TREVIGLIO BLUES FESTIVAL – La quarta edizione del Treviglio Blues Festival, organizzata congiuntamente da Geomusic e dall’Assessorato alla Cultura, ha ormai saldamente piantato la cittadina della Bassa Bergamasca sulla mappa del blues (quest’anno c’erano appassionati giunti perfino da Genova!).

Già gli anni passati avevano visto personaggi quali Fabio Treves, Jerry Portnoy, Andy Forest e Louisiana Red, il quale l’anno scorso, incantato dal chiostro trecentesco del sempre accogliente Centro Civico Culturale dove si svolge la rassegna, suonò in solitudine per un’ora e quaranta minuti invece dell’ora prevista.



Stavolta, lo scorso 17 luglio, la chiusura è toccata a Eric Bibb, un mito del blues moderno, per la prima volta in Bergamasca: Eric, la cui immagine accoglieva gli spettatori dai manifesti della rassegna, ha dietro di sé una storia ricca e varia, se pensiamo che suo padre era nel giro del folk-revival degli Anni Sessanta, il suo padrino era il grande cantante Paul Robeson, quello di Old Man River, un suo amico di famiglia con cui a undici anni suonava in duo era Bob Dylan (il quale gli consigliò di “lasciar perdere quella roba da fighetti” quando suonava), e suo zio era il grandissimo pianista Jazz John Lewis.



Eric Bibb, va detto, vive quest’articolata storia familiare con la massima semplicità, al punto che gli aneddoti su amici e parenti musicisti gli escono di bocca in modo del tutto naturale, come quando parlandomi di suo zio pianista mi ha detto: «Quando lui ascoltò per la prima volta Charlie Parker alla radio, disse subito “Questa è la musica che voglio suonare!”».

 

Eric Bibb, solo sul palco con la sua chitarra e la voce, sa imporsi coi mezzi più semplici, la ricchezza ritmico-armonica della sua chitarra, ma soprattutto la sua voce dal timbro luminescente, capace di suggerire fremiti sottopelle e di far vibrare i testi più usuali e le melodie più canoniche, ma tenendo sempre tutto sotto controllo, senza esagerazione alcuna, come nella più autentica tradizione dei grandi bluesmen; inoltre, i suoi testi sono lo specchio diretto della sua limpida anima, in grado di guardare il mondo com’è rifiutandosi di cedere allo sconforto ma proponendo messaggi positivi.



Il repertorio dell’esibizione trevigliese ha spaziato da omaggi ai grandi del genere (l’iniziale Going down slow di St.
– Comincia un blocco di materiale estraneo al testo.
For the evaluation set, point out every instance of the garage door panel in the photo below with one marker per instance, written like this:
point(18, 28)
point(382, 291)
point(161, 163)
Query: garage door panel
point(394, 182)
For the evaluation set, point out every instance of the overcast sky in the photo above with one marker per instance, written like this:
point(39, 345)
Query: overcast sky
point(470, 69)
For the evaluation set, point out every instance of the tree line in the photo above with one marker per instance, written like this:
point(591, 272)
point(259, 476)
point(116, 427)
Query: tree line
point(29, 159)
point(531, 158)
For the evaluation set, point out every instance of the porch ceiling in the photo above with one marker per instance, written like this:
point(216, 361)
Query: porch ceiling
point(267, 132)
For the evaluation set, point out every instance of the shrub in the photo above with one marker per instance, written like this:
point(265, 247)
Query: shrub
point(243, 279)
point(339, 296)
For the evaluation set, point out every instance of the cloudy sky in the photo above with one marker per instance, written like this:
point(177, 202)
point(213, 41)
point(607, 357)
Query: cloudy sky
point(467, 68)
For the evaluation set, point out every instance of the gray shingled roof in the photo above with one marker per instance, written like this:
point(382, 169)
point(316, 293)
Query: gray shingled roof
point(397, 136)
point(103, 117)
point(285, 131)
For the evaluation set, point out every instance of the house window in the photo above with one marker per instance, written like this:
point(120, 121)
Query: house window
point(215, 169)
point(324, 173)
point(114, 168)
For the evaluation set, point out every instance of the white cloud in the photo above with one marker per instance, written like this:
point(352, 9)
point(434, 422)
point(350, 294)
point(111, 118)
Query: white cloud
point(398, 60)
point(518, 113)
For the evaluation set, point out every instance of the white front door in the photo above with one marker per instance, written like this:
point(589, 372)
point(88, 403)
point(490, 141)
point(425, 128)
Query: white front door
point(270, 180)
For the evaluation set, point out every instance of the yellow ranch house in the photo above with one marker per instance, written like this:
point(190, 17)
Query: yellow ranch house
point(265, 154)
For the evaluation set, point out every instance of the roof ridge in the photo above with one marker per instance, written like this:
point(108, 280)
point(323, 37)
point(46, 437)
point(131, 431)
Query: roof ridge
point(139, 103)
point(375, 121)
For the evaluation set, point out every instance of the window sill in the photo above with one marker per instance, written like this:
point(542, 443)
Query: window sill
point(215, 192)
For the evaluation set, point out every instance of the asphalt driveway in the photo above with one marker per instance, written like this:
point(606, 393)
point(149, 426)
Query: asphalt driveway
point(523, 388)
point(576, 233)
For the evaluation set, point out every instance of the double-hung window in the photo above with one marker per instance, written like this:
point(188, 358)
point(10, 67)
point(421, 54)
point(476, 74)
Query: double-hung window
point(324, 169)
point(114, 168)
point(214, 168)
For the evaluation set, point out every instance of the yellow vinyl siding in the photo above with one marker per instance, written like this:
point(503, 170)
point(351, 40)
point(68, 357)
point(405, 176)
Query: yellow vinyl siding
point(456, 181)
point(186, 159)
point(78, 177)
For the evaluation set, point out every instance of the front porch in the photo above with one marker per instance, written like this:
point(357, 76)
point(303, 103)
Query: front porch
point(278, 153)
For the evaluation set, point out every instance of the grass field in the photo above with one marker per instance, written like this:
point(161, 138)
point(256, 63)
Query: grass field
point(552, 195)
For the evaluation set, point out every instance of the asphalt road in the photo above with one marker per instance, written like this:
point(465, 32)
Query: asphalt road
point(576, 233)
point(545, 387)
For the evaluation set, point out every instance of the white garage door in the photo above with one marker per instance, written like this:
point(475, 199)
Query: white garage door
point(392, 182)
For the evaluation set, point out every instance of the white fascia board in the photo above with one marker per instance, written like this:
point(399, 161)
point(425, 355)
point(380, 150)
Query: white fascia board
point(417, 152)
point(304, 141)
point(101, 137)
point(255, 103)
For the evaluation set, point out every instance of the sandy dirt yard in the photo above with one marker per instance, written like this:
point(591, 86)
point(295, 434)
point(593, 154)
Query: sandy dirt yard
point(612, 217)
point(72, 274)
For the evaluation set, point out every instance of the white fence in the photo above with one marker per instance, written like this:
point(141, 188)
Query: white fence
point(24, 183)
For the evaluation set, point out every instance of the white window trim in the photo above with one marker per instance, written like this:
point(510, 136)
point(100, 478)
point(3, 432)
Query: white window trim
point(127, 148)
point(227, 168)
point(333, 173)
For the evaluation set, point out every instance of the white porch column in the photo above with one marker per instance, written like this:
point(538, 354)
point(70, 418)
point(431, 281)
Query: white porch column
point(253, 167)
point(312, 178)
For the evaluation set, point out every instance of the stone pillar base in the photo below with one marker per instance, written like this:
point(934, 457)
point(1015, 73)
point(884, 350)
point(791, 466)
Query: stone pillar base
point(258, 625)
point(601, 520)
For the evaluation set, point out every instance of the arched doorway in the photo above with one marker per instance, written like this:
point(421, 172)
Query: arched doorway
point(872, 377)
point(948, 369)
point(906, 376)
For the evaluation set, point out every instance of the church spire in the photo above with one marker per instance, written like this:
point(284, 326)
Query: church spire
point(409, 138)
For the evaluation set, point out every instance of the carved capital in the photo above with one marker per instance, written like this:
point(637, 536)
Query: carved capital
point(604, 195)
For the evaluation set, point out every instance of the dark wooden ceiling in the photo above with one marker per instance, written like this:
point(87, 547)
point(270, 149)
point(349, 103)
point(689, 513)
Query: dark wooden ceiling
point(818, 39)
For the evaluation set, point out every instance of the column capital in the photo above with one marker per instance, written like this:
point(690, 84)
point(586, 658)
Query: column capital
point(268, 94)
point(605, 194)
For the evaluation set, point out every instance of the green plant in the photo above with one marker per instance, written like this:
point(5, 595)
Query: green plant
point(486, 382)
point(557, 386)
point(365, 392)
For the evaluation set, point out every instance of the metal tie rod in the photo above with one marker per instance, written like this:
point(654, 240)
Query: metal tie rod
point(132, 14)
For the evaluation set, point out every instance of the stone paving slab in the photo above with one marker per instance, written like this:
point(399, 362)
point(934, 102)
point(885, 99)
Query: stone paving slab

Louis Jimmy o la conclusiva I heard the angels singing del Reverendo Gary Davis) fino agli originali di Eric, davvero degni di stare al pari dei classici, come le fascinose ballate Connected e For You, quest’ultima offerta come bis a un pubblico davvero coinvolto, che ha ascoltato con silenzio davvero rispettoso e ha applaudito poi con grande entusiasmo, suscitando in Eric una reazione di compiaciuto e divertito legittimo orgoglio.

In apertura il sardo Francesco Piu, noto principalmente come chitarrista di Davide Van Der Sfroos, ha presentato quattro brani confermandosi chitarrista pieno di verve e grinta, senza pause e rivelandosi anche cantante di bella misura e varietà; la sua esibizione introduceva degnamente quella di Eric, che lo ha anche complimentato dal palco, quasi a dimostrare la possibilità aperta a chiunque di ritrovarsi con animo puro sotto il grande cielo del blues.